HAML to PHP compiler


Ever since last’s years ruby-on-rails project, I love the simplicity and beauty of Haml.
So a couple days ago, I decided to see if there aren’t any implementations for PHP, and maybe even a WordPress plugin for theming in HAML.
Guess what, there are.

Of course, I did what any sane CS person would do and submitted all the implementations I could find to some rigorous testing.
This post is about the results of that testing.
Two things I was most interested in:

  1. Completeness: in layman’s terms, how good the parser is at its job. Testing if it parses and also if it compiles with PHP, and
  2. Speed: how fast they are (both startup and parsing speed).

I found and tested 6 implementations:

array('haml2php', 'mthaml', 'fammel', 'connec_phphaml', 'phamlp', 'phphaml', 

For testing I used all the different .haml files that the parsers themselves came with (124 in all), I also added a couple myself to test some specific things.
I had to rewrite some of them a little, because they used ruby code, and for this we needed php code.

I also did some changes to the parsers themselves, mostly cosmetical though, like throwing them into their own namespace (so they’d play well together, since they tend to have the same classnames – think Parser, Haml) or changing some accessor modifiers (so I could call the parse functions from the outside).

There are two main schools of compiler-writing present in this field.
Fammel is the only one going the traditional way of having a grammar. It uses lime to turn that into a parser and lexer. One problem with that approach in connection with SASS is that Sass is not completely context-free. Happily, fammel only compiles Haml. It is still far from complete, though. The fact that fammel sports a decent result of 75% success rate is because half of the test .haml files came with fammel (so it knows how to parse them).
Every other compiler uses RegExes in some fashion or other.

I also found quite a few of the .haml files not to be correct haml files (read syntax errors), so I threw them into a special folder called ‘invalid’ which signals to the testing code that those should not parse. Some of the parsers do, however, parse the erroneous scripts, which I then don’t count towards the overall result.
Haml itself is very good in that it even parses the contained ruby code in the template, and throws an error if its not syntactically correct, which sadly also prevents us from running the same templates trough haml for comparison. All the PHP compilers do not parse PHP, so if we want to test the compiled .php files for syntactical correctness we have to save them somewhere and run them thru ‘php -l’. Trying to include or eval files with parse errors in them, throws a Fatal error which cannot be caught and terminates the script.

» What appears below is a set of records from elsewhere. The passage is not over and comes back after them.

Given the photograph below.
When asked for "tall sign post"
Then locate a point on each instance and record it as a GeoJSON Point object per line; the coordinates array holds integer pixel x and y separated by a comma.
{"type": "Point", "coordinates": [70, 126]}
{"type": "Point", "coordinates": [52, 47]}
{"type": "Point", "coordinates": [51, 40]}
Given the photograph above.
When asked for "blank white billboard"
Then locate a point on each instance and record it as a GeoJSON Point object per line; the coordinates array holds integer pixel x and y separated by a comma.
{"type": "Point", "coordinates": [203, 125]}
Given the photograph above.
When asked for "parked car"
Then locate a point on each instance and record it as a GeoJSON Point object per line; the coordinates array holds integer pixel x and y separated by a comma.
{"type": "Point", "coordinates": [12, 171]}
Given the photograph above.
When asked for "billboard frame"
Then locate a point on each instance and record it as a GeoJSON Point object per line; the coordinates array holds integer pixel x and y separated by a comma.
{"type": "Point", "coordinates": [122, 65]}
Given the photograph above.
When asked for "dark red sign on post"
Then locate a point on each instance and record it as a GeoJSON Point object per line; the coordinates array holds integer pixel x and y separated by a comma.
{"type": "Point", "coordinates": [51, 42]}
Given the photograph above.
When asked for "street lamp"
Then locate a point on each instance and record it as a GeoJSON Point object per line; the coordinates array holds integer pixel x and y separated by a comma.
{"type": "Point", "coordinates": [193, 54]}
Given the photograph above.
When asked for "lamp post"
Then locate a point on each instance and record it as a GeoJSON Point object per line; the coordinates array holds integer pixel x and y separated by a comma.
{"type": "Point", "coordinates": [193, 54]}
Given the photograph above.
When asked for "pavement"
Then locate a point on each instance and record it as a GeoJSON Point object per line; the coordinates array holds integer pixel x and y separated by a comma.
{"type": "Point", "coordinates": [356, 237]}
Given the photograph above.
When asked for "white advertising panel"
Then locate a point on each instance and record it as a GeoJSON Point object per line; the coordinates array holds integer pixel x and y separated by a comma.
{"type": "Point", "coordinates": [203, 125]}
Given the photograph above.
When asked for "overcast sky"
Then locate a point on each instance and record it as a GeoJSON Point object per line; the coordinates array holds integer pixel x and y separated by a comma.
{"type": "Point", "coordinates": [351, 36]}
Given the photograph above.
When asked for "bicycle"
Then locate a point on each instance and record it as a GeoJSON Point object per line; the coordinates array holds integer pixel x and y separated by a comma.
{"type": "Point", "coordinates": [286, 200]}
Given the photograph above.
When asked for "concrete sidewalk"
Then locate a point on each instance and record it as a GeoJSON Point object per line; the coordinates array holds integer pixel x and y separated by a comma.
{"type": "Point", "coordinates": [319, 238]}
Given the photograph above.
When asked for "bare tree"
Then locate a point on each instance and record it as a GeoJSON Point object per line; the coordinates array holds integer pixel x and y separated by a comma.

Without any further ado, here are the results of all 124 templates:

Name			#compiles/#parses/#count	        	% 
--->haml2php:		    87   /  89   /  124	              70.16%
--->fammel:		    90   /  94   /  124	              72.85% 
--->mthaml:		    92   /  100  /  124	              74.19% 
--->connec_phphaml:	    93   /  97   /  124	              75% 
--->phamlp:		    108  /  113  /  124	              87.1% 
--->phphaml:		    116  /  122  /  124	              93.55% 
--->baldrs_phphaml:	    116  /  122  /  124	              93.55%

Of course, the fact that it parses and compiles with PHP says nothing about correctness, it might be syntactically correct but still be logically incorrect.
PHPHaml is by far the best parser in the field, being able to correctly translate almost 94% of the templates.
It does have its faults, though: Haml templates can be indented by any amount of spaces as long as they remain consistent, or tabs. PhpHaml only allows 2 spaces, nothing more. Furthermore Code insertion (following an euqals sign) does not need a space in Haml, ie. the code can follow immediately after the =. In PhpHaml that breaks. Filter handling broke due to the subclassing that was done downstream, but that is easily fixable. Speaking about filters: calling an nonexistent filter in Haml throws an error, in phphaml it does not. And lastly, whitespace handling (eg. in :preserve) as well as variable interpolation with filters does not work correctly in phphaml.

Now for the timing tests:

--------------------Results (/μs)---------------------
Name			startup(cold/hot) min	  avg    (of#)	max
--->haml2php:	        25   / 15	  2421	10784.18 (80)	91853
--->mthaml:		351  / 24	  819	6682.53  (92)	87258
--->fammel:		253  / 56	  553	6015.93  (86)	65379
--->phamlp:		76   / 33	  189	2503.01  (109)	33780
--->connec_phphaml:	26   / 20	  260	1617.51  (89)	26822
--->phphaml:		5360 / 62	  692	3929.44  (119)	61683
--->baldrs_phphaml:	3761 / 57	  724	4514.69  (119)	69345

All times are in Micro- (10^-6) seconds.
We can see why PhpHaml is so good, a cold startup takes one order of magnitude longer than everyone else, hot startup is still slowest but better. Parsing itself places it squarely in the middle of the field, in minimum and average [parsing times] it takes third place, whereas in maximum it even makes it to second place.
As an update, I added Baldrs fork of phphaml as baldrs_phphaml. They included some more patches which makes HTML-style attributes work now, but doesn’t increase the compile count, because even though phphamldid compile it, it wasn’t logically correct.
As a downside, the changes makes it slightly slower, sadly!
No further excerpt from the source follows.